Something that has me quite excited and slightly terrified is projected images of artists at concerts. I think the first time I ever saw something like it was during the 2006 GRAMMY Awards when Gorillaz and Madonna performed together. Images of the Gorillaz and Madonna were projected onstage to make it look like they were actually there and giving the effect of Madonna being able to dance around and interact with the animated avatars of the Gorillaz. I was amazed at the potential of these ‘holograms’, at the sheer creativity and incredible technology behind it. Here’s the video:
This video got me thinking about the possibilities of resurrecting the beloved musicians we have lost. Would it be possible to bring back legends for the future generations to witness ‘live’? Of course it had to happen. During Coachella in 2012, Tupac Shakur was ‘resurrected’ to perform once more for old fans and new through the brilliance of modern CGI technology. Now granted these images of Tupac at Coachella and Madonna and the Gorillaz weren’t strictly holograms; they were a result of a projection technique called Pepper’s Ghost which uses glass, mirrors, screens and other reflective surfaces with light to create and project illusions. You can read more about it here.

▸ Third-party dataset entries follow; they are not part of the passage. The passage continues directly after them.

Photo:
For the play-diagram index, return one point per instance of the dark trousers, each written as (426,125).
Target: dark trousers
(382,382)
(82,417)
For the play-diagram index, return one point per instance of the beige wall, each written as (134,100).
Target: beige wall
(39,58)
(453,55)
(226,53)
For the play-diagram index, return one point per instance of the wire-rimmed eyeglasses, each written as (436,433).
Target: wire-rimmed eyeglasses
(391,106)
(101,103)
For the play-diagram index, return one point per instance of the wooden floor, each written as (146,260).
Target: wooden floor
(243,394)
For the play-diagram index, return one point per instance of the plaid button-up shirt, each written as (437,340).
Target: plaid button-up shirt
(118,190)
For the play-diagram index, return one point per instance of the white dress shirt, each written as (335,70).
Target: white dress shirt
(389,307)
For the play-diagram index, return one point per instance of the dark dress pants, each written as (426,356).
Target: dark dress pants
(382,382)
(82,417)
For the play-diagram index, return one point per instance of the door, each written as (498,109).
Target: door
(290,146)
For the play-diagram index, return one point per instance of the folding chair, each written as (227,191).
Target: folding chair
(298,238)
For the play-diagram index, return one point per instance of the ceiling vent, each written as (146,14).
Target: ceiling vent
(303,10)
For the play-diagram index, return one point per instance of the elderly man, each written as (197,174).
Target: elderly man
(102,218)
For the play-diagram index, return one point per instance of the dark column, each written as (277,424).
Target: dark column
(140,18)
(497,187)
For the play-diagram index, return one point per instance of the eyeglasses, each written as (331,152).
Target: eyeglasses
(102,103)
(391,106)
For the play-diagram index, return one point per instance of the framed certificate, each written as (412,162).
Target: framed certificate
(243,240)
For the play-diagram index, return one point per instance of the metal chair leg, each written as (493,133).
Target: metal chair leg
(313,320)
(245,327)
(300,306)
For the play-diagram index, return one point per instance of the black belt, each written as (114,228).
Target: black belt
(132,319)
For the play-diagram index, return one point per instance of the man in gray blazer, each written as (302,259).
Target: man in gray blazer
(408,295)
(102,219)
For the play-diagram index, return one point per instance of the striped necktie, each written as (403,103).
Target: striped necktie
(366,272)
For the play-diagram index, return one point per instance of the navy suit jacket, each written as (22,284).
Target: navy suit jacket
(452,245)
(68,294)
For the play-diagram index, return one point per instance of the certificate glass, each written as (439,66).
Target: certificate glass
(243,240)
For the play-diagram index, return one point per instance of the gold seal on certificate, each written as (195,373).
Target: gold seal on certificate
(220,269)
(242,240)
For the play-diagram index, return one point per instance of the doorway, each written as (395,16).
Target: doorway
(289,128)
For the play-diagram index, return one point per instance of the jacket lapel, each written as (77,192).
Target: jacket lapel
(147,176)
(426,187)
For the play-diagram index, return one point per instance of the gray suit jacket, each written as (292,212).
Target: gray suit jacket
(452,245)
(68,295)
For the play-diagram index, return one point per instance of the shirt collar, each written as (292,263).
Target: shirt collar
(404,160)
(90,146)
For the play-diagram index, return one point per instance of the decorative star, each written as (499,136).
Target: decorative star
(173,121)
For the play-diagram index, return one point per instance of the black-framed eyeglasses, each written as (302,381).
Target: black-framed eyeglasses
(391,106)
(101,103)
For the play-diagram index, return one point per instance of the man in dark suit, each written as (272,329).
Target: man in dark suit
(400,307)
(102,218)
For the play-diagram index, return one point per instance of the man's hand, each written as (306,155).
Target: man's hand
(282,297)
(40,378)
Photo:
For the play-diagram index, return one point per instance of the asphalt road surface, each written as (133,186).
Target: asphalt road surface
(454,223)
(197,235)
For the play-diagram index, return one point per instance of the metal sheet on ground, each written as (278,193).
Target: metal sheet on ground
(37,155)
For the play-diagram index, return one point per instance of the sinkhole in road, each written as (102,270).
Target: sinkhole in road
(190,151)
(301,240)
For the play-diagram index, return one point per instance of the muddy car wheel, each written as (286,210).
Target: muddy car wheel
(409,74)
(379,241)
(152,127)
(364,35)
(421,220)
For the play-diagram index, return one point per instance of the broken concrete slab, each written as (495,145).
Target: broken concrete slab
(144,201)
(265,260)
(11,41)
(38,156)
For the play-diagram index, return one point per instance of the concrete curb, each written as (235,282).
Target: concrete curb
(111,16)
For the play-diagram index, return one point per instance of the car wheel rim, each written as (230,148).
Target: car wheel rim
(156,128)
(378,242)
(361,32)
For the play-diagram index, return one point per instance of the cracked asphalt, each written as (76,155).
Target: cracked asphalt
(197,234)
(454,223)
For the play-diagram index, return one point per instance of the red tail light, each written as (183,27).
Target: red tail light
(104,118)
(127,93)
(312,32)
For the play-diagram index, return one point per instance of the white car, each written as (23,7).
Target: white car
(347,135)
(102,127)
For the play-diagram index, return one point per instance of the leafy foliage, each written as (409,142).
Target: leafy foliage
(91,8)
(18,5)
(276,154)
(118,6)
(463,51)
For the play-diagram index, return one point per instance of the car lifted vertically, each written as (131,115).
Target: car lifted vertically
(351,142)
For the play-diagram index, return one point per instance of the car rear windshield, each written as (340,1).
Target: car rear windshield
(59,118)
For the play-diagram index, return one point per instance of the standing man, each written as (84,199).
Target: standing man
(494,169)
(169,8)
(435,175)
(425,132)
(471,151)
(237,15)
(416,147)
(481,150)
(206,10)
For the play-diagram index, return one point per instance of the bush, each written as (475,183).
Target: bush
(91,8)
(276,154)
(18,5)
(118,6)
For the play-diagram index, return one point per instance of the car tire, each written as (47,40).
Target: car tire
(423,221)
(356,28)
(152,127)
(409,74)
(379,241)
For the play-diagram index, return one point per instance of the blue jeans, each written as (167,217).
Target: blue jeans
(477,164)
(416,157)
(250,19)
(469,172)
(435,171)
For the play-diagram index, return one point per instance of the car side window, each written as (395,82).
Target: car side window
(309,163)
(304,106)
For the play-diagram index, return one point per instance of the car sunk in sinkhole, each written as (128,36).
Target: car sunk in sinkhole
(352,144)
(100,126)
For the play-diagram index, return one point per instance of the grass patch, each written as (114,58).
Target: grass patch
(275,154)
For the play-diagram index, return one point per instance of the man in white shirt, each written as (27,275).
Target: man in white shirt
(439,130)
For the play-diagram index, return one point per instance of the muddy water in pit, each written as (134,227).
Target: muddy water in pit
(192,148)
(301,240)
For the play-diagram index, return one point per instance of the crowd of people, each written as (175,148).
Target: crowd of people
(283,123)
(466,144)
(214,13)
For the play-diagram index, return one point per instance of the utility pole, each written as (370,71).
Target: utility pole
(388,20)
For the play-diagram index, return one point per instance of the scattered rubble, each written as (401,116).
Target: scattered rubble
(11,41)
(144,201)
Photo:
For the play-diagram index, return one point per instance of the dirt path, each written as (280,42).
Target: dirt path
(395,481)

This is Tupac’s performance at Coachella:
There are also many bands today who use this technology to project concerts to different locations. German band Tokio Hotel tied up with a company called Musion to create mini virtual concerts in stores/malls across various cities including Berlin and Barcelona and this till today remains one of the coolest things they have ever done [at least in my opinion]:
Of course with the birth and popularity of such technology, comes the literal rise of the machines. Leave it to the Japanese to create one of the most revolutionary pop-icons of the world, and when I say create I mean an amalgamation of imagination and a whole lot of hi-tech software. A particular software called Vocaloid led to the creation of the completely computer-generated Hatsune Miku, a Japanese pop singing sensation. Although artificially generated and technically not a living artist, Miku has millions of fans around the world and is even going to be touring with Lady Gaga for her upcoming ARTPOP Ball. You can read more about Hatsune Miku and her fellow digital pop-stars, also products of Vocaloid, here.
This is a video of Miku performing one of her super hit songs, ‘World is Mine’ :
Do let me know in the comments below what you thought of Miku. I know I was completely shocked when I first saw this video and filled with wonder laced with fear. It is incredible what technology can do these days, but is it possible they are doing too much? Does Hatsune Miku mean the end of musicians as we know them? If a musician can be created and cater to a record company’s every whim and cause no problems like drug addiction, death, controversy etc, then it very well could mean that we are on our way to replacing our human artists. Although all this seems quite probable, we need to remember there’s nothing quite like a human being. The joy of meeting your favourite artist, shaking their hand or maybe even hugging them and talking to them is torn away. Eye-contact during concerts is next to impossible and projections do not reach their hands out for you to hold. Just watch the concerts I’ve linked you to and compare them to concerts you’ve been to or concerts with human artists. There is definitely a huge difference.
While I do love the evolutionary technology involved behind all these concerts, I believe they should be limited to perhaps something an artist does once in a while, like Madonna and Tokio Hotel, or something to help us see ghosts of artists dead and gone. A virtual ghost like Miku is a unique addition to the musicians of the world, but she cannot be a replacement for the real thing; she is better as an act on her own or a collaborative act with an artist like Lady Gaga. Technology has changed the face of music and will keep doing so for hundreds of years to come!